The formula for the fraction is super simple. I don't need to find any reference to spell this out:
$$
\frac{\chi}{y} * 100 = P 
$$

> where:
>
> P is a percentage
>
> $\chi$ is observation 1 for example
>
> y is the total observation

In [1]:
#building the dataframe

import pandas as pd
item1 = ['Whiskey Hazelnut', 'Regular', 5]
item2 = ['Cookie n Cream', 'Regular', 50]
item3 = ['Vegan Choco', 'Vegan', 20]
item4 = ['Matcha', 'Regular', 15]
item5 = ['Vegan Maple Walnut', 'Vegan', 10]
item6 = ['Espresso Flake', 'Regular', 17]
item7 = ['Oatmeal Brown Sugar', 'Regular', 3]
item8 = ['Serious Chocolate', 'Regular', 45]
item9 = ['London Fog', 'Regular', 24]
item10 = ['Salted Caramel', 'Regular', 11]
column_names = ['Flavor', 'Dietary', 'Vote']

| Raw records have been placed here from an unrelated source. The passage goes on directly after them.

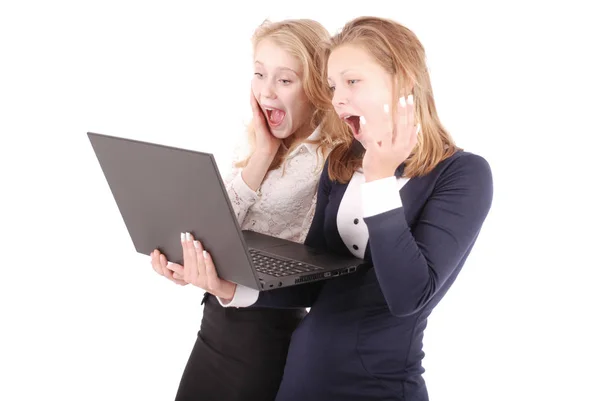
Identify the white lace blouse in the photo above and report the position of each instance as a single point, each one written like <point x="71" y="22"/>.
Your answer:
<point x="284" y="205"/>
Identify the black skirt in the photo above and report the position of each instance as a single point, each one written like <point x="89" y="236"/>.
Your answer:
<point x="239" y="354"/>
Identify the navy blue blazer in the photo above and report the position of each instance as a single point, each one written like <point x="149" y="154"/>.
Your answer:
<point x="363" y="337"/>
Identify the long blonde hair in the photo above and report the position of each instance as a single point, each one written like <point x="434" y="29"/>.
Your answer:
<point x="304" y="40"/>
<point x="398" y="50"/>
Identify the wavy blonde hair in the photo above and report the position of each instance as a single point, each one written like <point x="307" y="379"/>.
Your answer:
<point x="398" y="50"/>
<point x="304" y="39"/>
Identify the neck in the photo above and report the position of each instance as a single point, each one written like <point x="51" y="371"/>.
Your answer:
<point x="301" y="134"/>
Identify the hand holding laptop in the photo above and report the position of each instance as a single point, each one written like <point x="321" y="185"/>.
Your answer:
<point x="198" y="269"/>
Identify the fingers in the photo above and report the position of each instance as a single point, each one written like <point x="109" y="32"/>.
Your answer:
<point x="406" y="132"/>
<point x="155" y="262"/>
<point x="175" y="273"/>
<point x="212" y="277"/>
<point x="190" y="262"/>
<point x="369" y="140"/>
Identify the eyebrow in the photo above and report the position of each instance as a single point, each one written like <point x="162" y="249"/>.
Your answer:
<point x="279" y="68"/>
<point x="343" y="72"/>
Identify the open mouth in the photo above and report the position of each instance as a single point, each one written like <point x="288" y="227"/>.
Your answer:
<point x="274" y="116"/>
<point x="354" y="123"/>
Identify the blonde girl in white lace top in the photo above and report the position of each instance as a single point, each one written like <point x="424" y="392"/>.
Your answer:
<point x="273" y="191"/>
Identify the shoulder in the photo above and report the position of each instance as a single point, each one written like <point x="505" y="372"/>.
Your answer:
<point x="467" y="174"/>
<point x="466" y="164"/>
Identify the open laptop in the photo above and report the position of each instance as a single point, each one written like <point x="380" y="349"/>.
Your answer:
<point x="163" y="191"/>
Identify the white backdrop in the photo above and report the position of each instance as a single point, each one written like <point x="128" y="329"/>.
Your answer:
<point x="84" y="317"/>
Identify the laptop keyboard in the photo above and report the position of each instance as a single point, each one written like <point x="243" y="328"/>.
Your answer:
<point x="276" y="267"/>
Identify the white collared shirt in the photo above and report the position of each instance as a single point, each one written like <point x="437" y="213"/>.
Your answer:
<point x="285" y="203"/>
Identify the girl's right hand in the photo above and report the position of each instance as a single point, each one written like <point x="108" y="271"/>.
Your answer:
<point x="266" y="142"/>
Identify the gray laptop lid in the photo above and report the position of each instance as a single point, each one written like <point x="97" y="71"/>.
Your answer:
<point x="162" y="191"/>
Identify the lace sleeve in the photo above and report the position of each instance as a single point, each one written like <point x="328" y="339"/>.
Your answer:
<point x="242" y="197"/>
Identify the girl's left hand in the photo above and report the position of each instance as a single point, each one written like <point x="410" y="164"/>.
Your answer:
<point x="388" y="146"/>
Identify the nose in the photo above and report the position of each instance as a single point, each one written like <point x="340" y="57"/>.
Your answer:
<point x="267" y="91"/>
<point x="340" y="97"/>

earnest_df = pd.DataFrame(data=[item1, item2, item3, item4, item5, item6, item7, item8, item9, item10], columns=column_names)
earnest_df


Unnamed: 0,Flavor,Dietary,Vote
0,Whiskey Hazelnut,Regular,5
1,Cookie n Cream,Regular,50
2,Vegan Choco,Vegan,20
3,Matcha,Regular,15
4,Vegan Maple Walnut,Vegan,10
5,Espresso Flake,Regular,17
6,Oatmeal Brown Sugar,Regular,3
7,Serious Chocolate,Regular,45
8,London Fog,Regular,24
9,Salted Caramel,Regular,11


In [2]:
# calculate the total of vote

earnest_total_vote = earnest_df[['Vote']].sum()
earnest_total_vote

Vote    200
dtype: int64

In [3]:
#to sort the dataframe from the highest vote to the lowest vote

earnest_df = earnest_df.sort_values('Vote', ascending=False)
earnest_df

Unnamed: 0,Flavor,Dietary,Vote
1,Cookie n Cream,Regular,50
7,Serious Chocolate,Regular,45
8,London Fog,Regular,24
2,Vegan Choco,Vegan,20
5,Espresso Flake,Regular,17
3,Matcha,Regular,15
9,Salted Caramel,Regular,11
4,Vegan Maple Walnut,Vegan,10
0,Whiskey Hazelnut,Regular,5
6,Oatmeal Brown Sugar,Regular,3


In [4]:
#showing the top three favorite ice cream flavor

earnest_df_top3 = earnest_df.head(3)
earnest_df_top3

Unnamed: 0,Flavor,Dietary,Vote
1,Cookie n Cream,Regular,50
7,Serious Chocolate,Regular,45
8,London Fog,Regular,24


In [5]:
#showing the top three least favorite ice cream flavor
earnest_df_bottom3 = earnest_df.loc[4:6]
earnest_df_bottom3

Unnamed: 0,Flavor,Dietary,Vote
4,Vegan Maple Walnut,Vegan,10
0,Whiskey Hazelnut,Regular,5
6,Oatmeal Brown Sugar,Regular,3


In [6]:
!pip install altair vega_datasets



In [7]:
import altair as alt
earnest_chart = alt.Chart(earnest_df).mark_bar().encode(
    x='Flavor',
    y='Vote'
)
earnest_chart

This is the end of the example for data sampling exploration with Earnest scenario.
The conclusion is that Earnest should consider to produce more of Cookie and Cream, Serious Chocolate, and London Fog, and maybe they have to consider produce less of the Oatmeal Brown Sugar, Whiskey Hazelnut, and Vegan Maple Walnut.